He/She shall be a non-voting member of the Board of Directors except he/she shall cast a vote in case of a tie. He/She shall not be a member of the Nominating Committee. He/She shall be a non-voting member of all other committees, except he/she shall be permitted to vote in case of a tie. He/She shall be responsible for the selection of MENASASI representatives at all external meetings, panels, committees, and working groups.
7. RESPONSIBILITIES OF THE EXECUTIVE ADVISOR
The Executive Advisor shall serve in a consultant capacity, such that the Board may benefit from his/her experience as immediate past Chairman. The Executive Advisor shall be a voting member of the Board.
8. RESPONSIBILITIES OF THE VICE CHAIRMAN
The Vice Chairman shall perform the duties of the Chairman in the absence or disability of the latter. In the case of a vacancy in the office of Chairman by death, resignation or any other reason, the Vice Chairman shall assume the duties of the Chairman until a successor is chosen.

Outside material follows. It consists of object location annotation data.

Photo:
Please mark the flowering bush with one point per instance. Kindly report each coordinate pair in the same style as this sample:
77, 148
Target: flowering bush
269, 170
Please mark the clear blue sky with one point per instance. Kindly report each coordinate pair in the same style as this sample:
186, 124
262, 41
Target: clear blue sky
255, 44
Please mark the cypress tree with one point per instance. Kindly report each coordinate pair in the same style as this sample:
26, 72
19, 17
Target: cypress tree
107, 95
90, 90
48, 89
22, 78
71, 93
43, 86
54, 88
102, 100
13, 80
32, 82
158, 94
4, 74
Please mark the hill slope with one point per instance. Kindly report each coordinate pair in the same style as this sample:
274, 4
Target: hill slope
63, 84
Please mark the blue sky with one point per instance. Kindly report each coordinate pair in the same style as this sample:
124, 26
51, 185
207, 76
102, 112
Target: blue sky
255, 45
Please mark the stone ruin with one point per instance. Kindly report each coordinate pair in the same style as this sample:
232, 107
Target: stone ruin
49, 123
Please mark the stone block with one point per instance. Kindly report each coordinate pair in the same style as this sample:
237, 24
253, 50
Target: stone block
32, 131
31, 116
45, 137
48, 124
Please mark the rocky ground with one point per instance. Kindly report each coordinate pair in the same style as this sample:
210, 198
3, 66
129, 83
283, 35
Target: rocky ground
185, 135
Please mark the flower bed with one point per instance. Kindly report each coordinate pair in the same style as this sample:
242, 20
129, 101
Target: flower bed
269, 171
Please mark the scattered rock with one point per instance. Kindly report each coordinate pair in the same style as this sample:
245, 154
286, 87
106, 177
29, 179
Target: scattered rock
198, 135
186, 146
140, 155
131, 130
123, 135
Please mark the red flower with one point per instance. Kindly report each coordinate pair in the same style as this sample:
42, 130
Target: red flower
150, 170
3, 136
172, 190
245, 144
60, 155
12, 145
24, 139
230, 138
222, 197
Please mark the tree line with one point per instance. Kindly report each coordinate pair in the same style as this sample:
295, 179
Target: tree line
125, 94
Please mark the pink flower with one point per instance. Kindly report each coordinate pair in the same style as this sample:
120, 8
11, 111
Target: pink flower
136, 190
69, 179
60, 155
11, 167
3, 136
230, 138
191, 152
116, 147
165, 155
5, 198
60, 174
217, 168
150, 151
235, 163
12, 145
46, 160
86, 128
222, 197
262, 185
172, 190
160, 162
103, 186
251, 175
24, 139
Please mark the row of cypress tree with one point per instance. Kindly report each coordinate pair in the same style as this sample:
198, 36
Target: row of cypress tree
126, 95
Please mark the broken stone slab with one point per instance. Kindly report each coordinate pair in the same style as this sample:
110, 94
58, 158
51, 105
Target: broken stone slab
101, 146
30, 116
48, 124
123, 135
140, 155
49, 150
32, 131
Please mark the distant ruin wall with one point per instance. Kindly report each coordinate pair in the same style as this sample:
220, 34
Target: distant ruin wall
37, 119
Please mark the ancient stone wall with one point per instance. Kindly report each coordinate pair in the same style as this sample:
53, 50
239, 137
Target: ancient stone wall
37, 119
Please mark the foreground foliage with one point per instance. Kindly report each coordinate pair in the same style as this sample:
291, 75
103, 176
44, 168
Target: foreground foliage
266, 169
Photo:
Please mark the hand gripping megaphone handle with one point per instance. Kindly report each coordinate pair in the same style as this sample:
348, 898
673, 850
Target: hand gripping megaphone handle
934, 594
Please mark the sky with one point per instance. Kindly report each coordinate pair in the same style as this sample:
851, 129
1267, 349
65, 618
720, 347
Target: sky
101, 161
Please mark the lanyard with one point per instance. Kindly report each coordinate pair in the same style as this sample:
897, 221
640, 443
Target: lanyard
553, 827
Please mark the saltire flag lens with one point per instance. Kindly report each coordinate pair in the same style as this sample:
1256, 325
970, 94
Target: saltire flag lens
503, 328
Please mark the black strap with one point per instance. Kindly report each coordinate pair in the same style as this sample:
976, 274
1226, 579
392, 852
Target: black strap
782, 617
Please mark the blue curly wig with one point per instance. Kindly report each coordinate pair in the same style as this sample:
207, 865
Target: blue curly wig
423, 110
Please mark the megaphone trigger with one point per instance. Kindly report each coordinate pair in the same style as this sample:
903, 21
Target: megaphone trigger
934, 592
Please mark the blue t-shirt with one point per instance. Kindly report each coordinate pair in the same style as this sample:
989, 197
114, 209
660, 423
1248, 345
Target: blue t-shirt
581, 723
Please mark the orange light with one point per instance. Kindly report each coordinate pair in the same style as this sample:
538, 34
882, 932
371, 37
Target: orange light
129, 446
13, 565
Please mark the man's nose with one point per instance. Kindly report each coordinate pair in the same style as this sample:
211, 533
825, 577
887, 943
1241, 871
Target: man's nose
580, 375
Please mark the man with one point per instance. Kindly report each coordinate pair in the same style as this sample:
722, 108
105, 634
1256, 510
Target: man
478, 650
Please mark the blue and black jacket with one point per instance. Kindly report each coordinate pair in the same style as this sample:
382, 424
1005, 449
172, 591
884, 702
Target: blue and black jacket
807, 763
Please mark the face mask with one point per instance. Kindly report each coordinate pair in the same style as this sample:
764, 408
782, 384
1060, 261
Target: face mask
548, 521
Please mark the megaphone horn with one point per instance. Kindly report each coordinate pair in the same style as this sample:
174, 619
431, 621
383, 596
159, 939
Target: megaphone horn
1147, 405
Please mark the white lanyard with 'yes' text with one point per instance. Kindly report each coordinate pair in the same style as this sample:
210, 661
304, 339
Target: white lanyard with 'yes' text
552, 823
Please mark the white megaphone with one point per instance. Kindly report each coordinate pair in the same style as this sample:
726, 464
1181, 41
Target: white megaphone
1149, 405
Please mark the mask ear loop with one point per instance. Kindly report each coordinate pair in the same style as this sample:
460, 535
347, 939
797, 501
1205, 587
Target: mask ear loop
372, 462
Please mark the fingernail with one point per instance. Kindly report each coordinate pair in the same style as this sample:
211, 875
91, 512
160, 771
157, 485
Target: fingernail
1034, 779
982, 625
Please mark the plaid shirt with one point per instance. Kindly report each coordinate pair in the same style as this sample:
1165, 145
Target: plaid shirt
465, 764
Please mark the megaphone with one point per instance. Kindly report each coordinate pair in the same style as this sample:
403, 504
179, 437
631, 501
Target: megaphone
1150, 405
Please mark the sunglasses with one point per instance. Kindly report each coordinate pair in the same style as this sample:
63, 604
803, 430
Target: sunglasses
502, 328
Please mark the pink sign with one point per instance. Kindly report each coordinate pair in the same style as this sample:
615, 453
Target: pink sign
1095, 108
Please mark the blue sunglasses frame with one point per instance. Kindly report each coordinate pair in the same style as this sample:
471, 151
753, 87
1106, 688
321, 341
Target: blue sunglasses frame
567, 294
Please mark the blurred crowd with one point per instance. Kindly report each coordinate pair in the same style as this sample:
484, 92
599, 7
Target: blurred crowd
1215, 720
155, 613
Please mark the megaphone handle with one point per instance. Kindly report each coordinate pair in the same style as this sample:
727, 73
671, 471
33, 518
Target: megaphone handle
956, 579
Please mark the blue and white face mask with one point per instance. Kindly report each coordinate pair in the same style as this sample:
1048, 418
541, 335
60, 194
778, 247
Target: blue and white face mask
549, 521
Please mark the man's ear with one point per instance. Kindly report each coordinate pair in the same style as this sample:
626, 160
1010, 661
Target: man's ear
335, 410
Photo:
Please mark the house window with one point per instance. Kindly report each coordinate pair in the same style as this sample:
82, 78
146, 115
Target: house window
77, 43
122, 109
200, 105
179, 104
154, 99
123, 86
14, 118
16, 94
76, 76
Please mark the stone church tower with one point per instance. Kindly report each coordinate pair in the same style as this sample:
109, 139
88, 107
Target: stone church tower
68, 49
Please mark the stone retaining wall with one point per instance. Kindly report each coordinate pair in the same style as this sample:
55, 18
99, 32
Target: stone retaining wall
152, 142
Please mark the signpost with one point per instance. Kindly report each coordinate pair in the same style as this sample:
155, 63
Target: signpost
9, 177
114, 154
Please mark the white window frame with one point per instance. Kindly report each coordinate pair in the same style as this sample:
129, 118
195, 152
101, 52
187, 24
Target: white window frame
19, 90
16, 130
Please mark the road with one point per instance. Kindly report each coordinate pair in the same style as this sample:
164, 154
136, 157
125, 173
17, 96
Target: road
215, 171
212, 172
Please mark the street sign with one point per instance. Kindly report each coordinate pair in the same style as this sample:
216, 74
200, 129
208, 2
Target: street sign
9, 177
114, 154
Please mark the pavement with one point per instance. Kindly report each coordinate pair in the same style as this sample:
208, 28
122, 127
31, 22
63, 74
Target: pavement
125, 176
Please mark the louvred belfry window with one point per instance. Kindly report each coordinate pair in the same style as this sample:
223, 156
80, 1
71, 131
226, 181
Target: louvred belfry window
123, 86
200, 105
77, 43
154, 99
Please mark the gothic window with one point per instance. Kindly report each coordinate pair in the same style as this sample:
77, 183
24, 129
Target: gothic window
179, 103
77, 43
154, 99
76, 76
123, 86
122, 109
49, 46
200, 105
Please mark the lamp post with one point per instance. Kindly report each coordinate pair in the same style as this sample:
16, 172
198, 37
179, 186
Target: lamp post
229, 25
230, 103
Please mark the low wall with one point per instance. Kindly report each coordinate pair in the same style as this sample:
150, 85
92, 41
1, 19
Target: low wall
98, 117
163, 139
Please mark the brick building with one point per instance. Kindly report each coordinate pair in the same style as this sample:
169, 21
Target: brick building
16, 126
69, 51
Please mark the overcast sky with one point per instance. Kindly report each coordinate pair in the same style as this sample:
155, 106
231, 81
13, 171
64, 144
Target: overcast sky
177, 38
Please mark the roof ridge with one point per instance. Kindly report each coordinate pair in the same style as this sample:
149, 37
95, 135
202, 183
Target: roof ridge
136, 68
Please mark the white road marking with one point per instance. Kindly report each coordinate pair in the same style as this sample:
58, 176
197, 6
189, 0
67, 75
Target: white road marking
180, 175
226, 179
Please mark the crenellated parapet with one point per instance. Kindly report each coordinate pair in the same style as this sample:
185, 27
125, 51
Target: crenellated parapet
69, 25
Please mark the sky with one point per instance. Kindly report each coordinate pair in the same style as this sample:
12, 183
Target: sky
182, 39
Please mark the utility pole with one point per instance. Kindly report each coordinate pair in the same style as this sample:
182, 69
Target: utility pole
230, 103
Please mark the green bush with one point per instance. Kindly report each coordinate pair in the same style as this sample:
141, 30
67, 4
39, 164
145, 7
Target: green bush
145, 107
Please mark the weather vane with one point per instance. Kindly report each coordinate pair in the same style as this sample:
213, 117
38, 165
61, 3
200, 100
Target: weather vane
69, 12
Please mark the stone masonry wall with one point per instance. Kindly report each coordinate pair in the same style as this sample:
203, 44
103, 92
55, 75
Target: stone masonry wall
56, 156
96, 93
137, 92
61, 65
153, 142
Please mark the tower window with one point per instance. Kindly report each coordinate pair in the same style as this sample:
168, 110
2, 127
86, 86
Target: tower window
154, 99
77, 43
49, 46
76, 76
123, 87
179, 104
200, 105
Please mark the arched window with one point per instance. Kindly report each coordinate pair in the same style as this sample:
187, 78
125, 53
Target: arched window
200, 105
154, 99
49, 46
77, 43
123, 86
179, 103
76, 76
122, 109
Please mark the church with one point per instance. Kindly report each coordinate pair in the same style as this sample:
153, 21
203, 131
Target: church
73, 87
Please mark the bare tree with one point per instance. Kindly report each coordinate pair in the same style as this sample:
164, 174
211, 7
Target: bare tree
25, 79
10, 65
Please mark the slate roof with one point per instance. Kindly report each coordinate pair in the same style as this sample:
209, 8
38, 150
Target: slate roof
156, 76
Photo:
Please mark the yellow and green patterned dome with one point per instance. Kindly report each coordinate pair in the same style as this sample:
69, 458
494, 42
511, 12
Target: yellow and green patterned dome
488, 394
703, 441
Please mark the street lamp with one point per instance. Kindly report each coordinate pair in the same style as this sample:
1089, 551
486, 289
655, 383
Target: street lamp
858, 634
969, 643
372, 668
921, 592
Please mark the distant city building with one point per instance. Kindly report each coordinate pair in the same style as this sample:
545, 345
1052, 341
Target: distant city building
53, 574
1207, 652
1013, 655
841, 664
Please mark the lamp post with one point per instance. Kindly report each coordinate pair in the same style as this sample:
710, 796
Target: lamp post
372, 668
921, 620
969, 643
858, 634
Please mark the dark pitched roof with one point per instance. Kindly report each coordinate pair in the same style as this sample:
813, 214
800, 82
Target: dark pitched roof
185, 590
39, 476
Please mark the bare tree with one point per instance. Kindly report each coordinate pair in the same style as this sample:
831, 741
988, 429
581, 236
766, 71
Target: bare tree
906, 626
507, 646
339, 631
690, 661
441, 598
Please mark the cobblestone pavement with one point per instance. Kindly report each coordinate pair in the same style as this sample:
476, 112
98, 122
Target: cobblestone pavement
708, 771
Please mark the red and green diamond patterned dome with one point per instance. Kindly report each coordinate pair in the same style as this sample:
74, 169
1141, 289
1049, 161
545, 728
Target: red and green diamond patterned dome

9. RESPONSIBILITIES OF THE TREASURER
The Treasurer shall maintain accurate records of the business and financial affairs of MENASASI, and receivable funds are received, disbursed or invested in accordance with the procedures established by the Bylaws and the Board of Directors and in coordination with ISASI Treasurer and Administrator. The accounting system used shall conform to modern accounting practices. The Treasurer shall present a biannual financial report to the Board.
10. RESPONSIBILITIES OF THE SECRETARY
The Secretary shall function under the jurisdiction of the Chairman in carrying out the policies of the Board of Directors. He/She shall act as custodian of the MENASASI documents, contracts, and general records other than those required to be kept by the Treasurer. He/she shall be responsible for keeping minutes of the Board meetings. The Secretary shall ensure that elections are conducted in compliance with section 5.2. Additional responsibilities include:
- Send invitations and notifications for board meetings, annual general meetings, and other chapter events to all relevant parties.
- Manage all administrative tasks related to the chapter, including maintaining accurate records of meetings, decisions, and actions taken by the board.
- Keep track of deadlines and follow up with board members on assigned tasks and responsibilities to ensure timely completion.
- Maintain and update the chapter’s membership database, ensuring accuracy and confidentiality of member information.
- Assist in preparing annual budgets, financial reports, and other necessary documentation for the chapter.
- Coordinate logistics for chapter meetings, events, and conferences, including venue selection, registration, and travel arrangements for speakers or special guests.
- Serve as a liaison between the chapter and ISASI headquarters, ensuring timely communication and compliance with ISASI policies and guidelines.
- Maintain the chapter’s official documents, such as bylaws, policies, and procedures, and ensure they are easily accessible to board members and chapter members as needed.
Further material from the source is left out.